In order to benchmark CPython, Jython, CPython+Psyco, Unladen Swallow and PyPy, I’ve used theRastrigin functionoptimization (an example of that implementation is here in theExample 7的Pyevolve 0.6rc1）：

$f(x) = 10n + \sum_{i=1}^{n}{x_{i}^{2}}$$-10\cos(2\pi x_{i})$

Here are the information about versions used in this benchmark:

• 操作系统Ubuntu Linux操作系统的10.04 LTS（清晰）
• CPython 2.6.5 (Apr 16 2010)
• Jython 2.5.1 (Sun JVM 1.6.0_20, Server Mode)
• CPython 2.6.5 + PsycoV2 trunk (r74587)
• CPython的2.6.5 + Psyco的1.6.0（默认清醒封装）
• PyPy干线（r74537）

No暖身was performed in JVM or in PyPy. PyPy translator was executed using the “-Ojit” option in order to get the JIT version of the Python interpreter. The JVM was executed using the server mode, I’ve tested the client and server mode for Sun JVM and IcedTea6, the best results were observed from the server mode using Sun JVM, however when I’ve compared the client mode of IcedTea6 with the client mode of Sun JVM, the best results observed were from IcedTea6 (the same as using server mode in IcedTea6). Unladen Swallow was compiled using the projectwiki instructions建立优化的二进制文件。
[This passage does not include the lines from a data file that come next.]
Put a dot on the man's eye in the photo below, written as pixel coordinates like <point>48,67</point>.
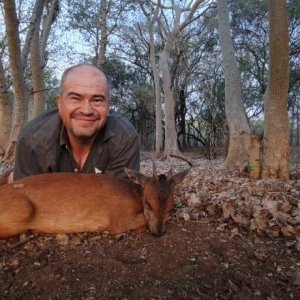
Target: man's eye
<point>98,101</point>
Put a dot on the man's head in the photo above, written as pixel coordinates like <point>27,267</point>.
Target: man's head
<point>83,102</point>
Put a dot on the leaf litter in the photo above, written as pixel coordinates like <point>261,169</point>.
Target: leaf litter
<point>228,238</point>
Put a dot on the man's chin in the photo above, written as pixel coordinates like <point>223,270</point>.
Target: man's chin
<point>83,136</point>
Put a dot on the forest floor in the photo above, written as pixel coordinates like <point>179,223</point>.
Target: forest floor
<point>228,238</point>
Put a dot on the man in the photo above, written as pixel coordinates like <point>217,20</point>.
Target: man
<point>80,135</point>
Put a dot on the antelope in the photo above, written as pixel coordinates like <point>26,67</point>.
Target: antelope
<point>54,203</point>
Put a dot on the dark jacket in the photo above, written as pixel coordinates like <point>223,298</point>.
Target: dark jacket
<point>43,147</point>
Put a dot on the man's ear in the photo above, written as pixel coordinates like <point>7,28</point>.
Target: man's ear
<point>58,100</point>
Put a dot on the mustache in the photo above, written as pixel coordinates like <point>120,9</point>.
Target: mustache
<point>91,116</point>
PyPy is not only the future of Python, but is becoming the present right now. PyPy will not bring us only an implementation of Python in Python (which in itself is the valuable result of努力），但也将带来性能回（其中有许多在开始怀疑，不知道它怎么可能为Python的Python中的实现比用C实现更快吗？这里是哪里的翻译和JIT魔术进入）。到时候是Python解释器可以为整个写在高级语言（实际上几乎是相同的语言，这是很奇怪），Python社区可以把他们的重点放在提高语言本身，而不是花时间解决的复杂度较低高级语言，这是不是那些努力的伟大意义呢？

By the way, just to note, PyPy isn’t only a translator for the Python interpreter written in RPython, it’s a translator of RPython, what means that PyPy isn’t only the future of Python, but probably, the future of many interpreters.

A method for JIT’ing algorithms and data structures with LLVM

Hello folks, I always post about Python and EvoComp (Pyevolve), but this time it’s about C,LLVM, search algorithms and data structures. This post describes the efforts to implement an idea: to JIT (动词) algorithms and the data structures used by them, together.

AVL Tree Intro

Here is a short intro toAVL Treesfrom Wikipedia:

In computer science, an AVL tree is a self-balancing binary search tree, and it is the first such data structure to be invented. In an AVL tree, the heights of the two child subtrees of any node differ by at most one; therefore, it is also said to be height-balanced. Lookup, insertion, and deletion all take O(logn）时间的平均和最坏情况下，两个，其中n是节点在树中的号码之前，该操作。插入和缺失可能需要树由一个或多个树旋转来重新平衡。